Le Grand Bivouac, festival du film-documentaire et du livre d'Albertvilledossier
Croisée au Grand Bivouac d’Albertville, Sylvie Brieu, autrice de «l’Ame de l’Amérique», revient sur son road trip au Montana.
Bétail dans la chaîne Gravelly au pied de Black Butte, comté de Madison, Montana, 1942. (Library of Congress/Getty Images)
publié le 10 novembre 2022 à 12h43

Après avoir vécu trois ans en Birmanie et enquêté dans les zones ethniques, Sylvie Brieu est partie au contact de la souffrance humaine dans les camps de déplacés. Puis elle a ressenti le besoin d’aller dans les grands espaces de l’Ouest américain pour se ressourcer et sentir «battre le pouls de l’Amérique». «Ce pays que j’avais toujours aimé, je ne le retrouvais plus… Je me suis rendu dans un Etat de l’Ouest, le Montana, pour y retrouver la quintessence de l’âme américaine, ce que les Etats-Unis ont de mieux à offrir au monde.»

«Equilibre fragile»

Sylvie Brieu vit désormais entre le Montana et la France et y trouve son point d’équilibre. Elle y a, dit-elle, connu des «émotions tellement fortes que j’ai mis six ans à écrire le livre, au contact de la nature». Ce territoire est marqué par des épisodes fondateurs de l’Etat moderne américain, comme l’expédition de Lewis et Clark, la bataille de Little Big Horn, la création du premier parc national au monde, en 1872. «On est carrefour de mondes anciens et modernes. Le Montana est cet Etat qui m’a réconcilié avec l’âme américaine. L’environnement y représente un des derniers sanctuaires naturels au monde. On y a vu des descendants de pionniers et de la résistance indienne, ennemis jurés, s’allier contre ceux qui veulent forer, construire des barrages, extraire de l’or. C’est un Etat républicain, devenu Etat mauve, entre rouge et bleu : républicain et démocrate. On y trouve des suprémacistes blancs qui vont s’y installer, attirés par les paysages extraordinaires. C’est aussi un Etat permissif en matière d’armes, qui incarne ces promesses de l’Ouest, un esprit libertaire, ‘“je fais ce que je veux”. Des gens fuient les villes pour s’installer dans ces grands espaces, des survivalistes qui ont comme projet de fonder une nouvelle Amérique. C’est une minorité qui commence à grossir et à menacer l’équilibre fragile de cette région.»

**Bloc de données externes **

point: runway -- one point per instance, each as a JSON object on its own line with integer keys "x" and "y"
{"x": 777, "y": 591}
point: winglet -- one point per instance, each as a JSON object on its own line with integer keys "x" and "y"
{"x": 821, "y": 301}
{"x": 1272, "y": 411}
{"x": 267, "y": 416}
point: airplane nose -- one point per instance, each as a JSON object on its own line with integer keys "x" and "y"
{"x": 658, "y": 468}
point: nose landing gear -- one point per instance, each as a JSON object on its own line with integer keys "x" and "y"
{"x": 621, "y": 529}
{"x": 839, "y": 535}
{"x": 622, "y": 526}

La vie, là-bas, ce sont aussi des petites communautés comme Livingstone, 8 000 habitants, avec une vie artistique et littéraire très dynamique. Des écrivains et des artistes très engagés, qui ont une conscience de la beauté de l’environnement et de leur survie, intellectuelle, physique et émotionnelle, sont prêts à s’allier avec ceux qui aiment cette nature pour se défendre. «On se sent dans un cocon, toute la communauté se met en marche quand un de ses membres est en danger. Sylvie Brieu souligne le fait qu’il faut de réelles facultés d’adaptation, qu’on n’a pas en ville. Rôdent ainsi le grizzly et le wapiti, les meutes de loups, les méfaits de la sécheresse et les feux. Tout ce qui perturbe le cycle de la nature.

Processus de guérison

L’Etat, dépeuplé (avec un peu plus d’un million d’habitants), couvre environ les deux tiers de la France. On y retrouve la diversité des cultures autochtones, douze nations, sept réserves, des Crow aux Black Feet en passant par les Cheyennes du Nord. Des peuples qui nourrissent un traumatisme transgénérationnel d’avoir été massacrés, qui perdure au sein des communautés. Un processus de guérison est mené par des anciens, leaders spirituels, qui vise à redonner aux gens la conscience de la richesse de leurs cultures et de leurs origines.

«On les a envoyés au pensionnat, déconnectés de leur racine et de leur identité. Il faut leur inculquer à nouveau le sens de qui ils sont. Savoir d’où on vient pour savoir où on va, et comment on s’en sort maintenant… L’omerta sur ces massacres ne favorise pas le processus de paix et de réconciliation. Des villes s’appellent encore Custer et Sheridan. Mais les Indiens et les gens qui les soutiennent sont en train de faire débaptiser ces lieux qui ont des noms de massacreurs. Chaque année a lieu une chasse au bison à laquelle on convie les plus jeunes. La peau sert pour les tipis, on mange sa viande, avec les cornes on fait de la colle. Cet animal a un potentiel de communication avec la nature et la faune. Quand tu rencontres le bison, tu as l’impression qu’il t’observe, mais tu ne sais pas ce qui va se passer, s’il va charger… Tu comprends juste pourquoi on est tous reliés à l’environnement, les uns aux autres.»